My eyes snapped open, and I immediately knew it was all bad.

My eyes were not greeted by the familiar smoky blue hue that covered my bedroom walls. They weren’t greeted by the north facing window that always teased a little sunlight into my room. And the rest of me was not nestled in the comfort of cheap retail store cotton sheets.

Nope.

My body was cradled in a billion thread Egyptian cotton sheets. A luxury I’m sure I could afford if I wanted to eat noodles and crackers for six months.

No. My eyes snapped open to dark grey walls, sliding glass doors that led to a balcony I contemplated throwing myself from and the magnificence of expensive dark blue sheets.

And the weight of a very masculine, tattooed arm around my waist.

My naked waist.

I closed my eyes and let guilt’s assault pummel me.

How could I have been so stupid?

I wasn’t that girl. I swear, I wasn’t.

I was smart. I made good choices. I was driven and focused.

I did not do things that would lead me to wake up in Aiden Buchanan’s bed.

Except that Idid.

I did many things last night that I didn’t know my body was capable of, after doing all manner of things in my office.

Or maybe I should rephrase that to, I let Aiden do all manner of things to me last night that I didn’t know my body was capable of.

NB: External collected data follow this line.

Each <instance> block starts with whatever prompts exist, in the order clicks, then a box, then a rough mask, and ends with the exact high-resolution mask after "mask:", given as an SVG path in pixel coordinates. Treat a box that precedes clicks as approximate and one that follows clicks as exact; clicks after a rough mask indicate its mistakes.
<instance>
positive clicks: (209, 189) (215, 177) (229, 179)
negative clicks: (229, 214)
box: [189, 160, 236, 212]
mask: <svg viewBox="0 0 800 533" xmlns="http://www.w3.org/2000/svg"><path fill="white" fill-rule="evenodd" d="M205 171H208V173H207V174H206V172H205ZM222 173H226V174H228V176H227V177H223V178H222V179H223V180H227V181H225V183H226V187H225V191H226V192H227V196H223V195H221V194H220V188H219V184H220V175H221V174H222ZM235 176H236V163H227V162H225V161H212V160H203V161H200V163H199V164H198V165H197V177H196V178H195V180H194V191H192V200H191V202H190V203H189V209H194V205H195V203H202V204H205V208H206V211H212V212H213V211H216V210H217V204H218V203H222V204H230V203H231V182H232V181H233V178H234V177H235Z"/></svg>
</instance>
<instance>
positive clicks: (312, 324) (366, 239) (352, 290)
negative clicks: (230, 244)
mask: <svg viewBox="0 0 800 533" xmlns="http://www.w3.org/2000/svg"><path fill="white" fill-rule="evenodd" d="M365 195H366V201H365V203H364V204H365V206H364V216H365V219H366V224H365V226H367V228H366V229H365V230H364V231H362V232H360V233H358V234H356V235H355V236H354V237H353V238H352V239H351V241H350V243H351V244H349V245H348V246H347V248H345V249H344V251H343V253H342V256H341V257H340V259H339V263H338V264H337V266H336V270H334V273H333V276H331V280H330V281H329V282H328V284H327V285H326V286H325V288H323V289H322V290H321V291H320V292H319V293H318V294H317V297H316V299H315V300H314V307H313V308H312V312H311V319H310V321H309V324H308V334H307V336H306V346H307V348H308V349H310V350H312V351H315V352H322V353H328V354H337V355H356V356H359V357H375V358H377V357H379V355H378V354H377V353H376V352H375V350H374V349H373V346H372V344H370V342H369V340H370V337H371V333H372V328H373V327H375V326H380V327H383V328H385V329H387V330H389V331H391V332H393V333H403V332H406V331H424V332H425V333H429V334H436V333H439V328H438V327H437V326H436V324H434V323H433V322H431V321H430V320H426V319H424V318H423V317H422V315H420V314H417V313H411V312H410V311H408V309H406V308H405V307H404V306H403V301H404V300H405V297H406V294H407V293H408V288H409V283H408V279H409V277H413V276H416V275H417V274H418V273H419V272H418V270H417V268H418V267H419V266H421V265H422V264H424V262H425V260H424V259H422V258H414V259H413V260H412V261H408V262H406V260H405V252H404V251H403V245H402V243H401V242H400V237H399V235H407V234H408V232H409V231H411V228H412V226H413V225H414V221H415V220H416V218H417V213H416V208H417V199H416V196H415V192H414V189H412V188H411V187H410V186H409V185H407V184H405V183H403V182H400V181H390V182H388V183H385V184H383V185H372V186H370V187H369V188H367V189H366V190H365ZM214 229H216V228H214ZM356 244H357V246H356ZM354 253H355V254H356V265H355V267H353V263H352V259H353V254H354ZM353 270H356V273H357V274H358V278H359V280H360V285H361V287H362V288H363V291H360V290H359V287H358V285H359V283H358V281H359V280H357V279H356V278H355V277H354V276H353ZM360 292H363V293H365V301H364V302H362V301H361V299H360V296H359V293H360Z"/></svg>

I spent weeks running from the man, only to end up where he wanted me all along, and fresh regret was coursing through my body in waves.

And I didn’t even have the excuse of drugs or alcohol to blame this disaster on. I was one hundred percent sober when I let me take me in my office.

I was one hundred percent sober when I agreed to let him take me home.

I was one hundred percent sober when I let him rip off my clothes and awaken my body with shit that had never, ever crossed my mind to try.

Aiden Buchanan was wicked in bed.

And now, how in the hell was I going to get out of here minus the morning after awkwardness? His arm was freakin’ heavy. How in the hell was I going to escape out from under it without waking him?

This was so bad.

Like calling out the wrong name in bed bad.

Except, I hadn’t called out the wrong name last night. I had called out the right one. Over, and over, and over again.

Aiden Buchanan was, hands down, the best penis I have ever met in my life, but…

Did I mention this was bad?

It was bad enough I let him screw me at work, but I actually willingly followed him home with the sole purpose of making more bad decisions.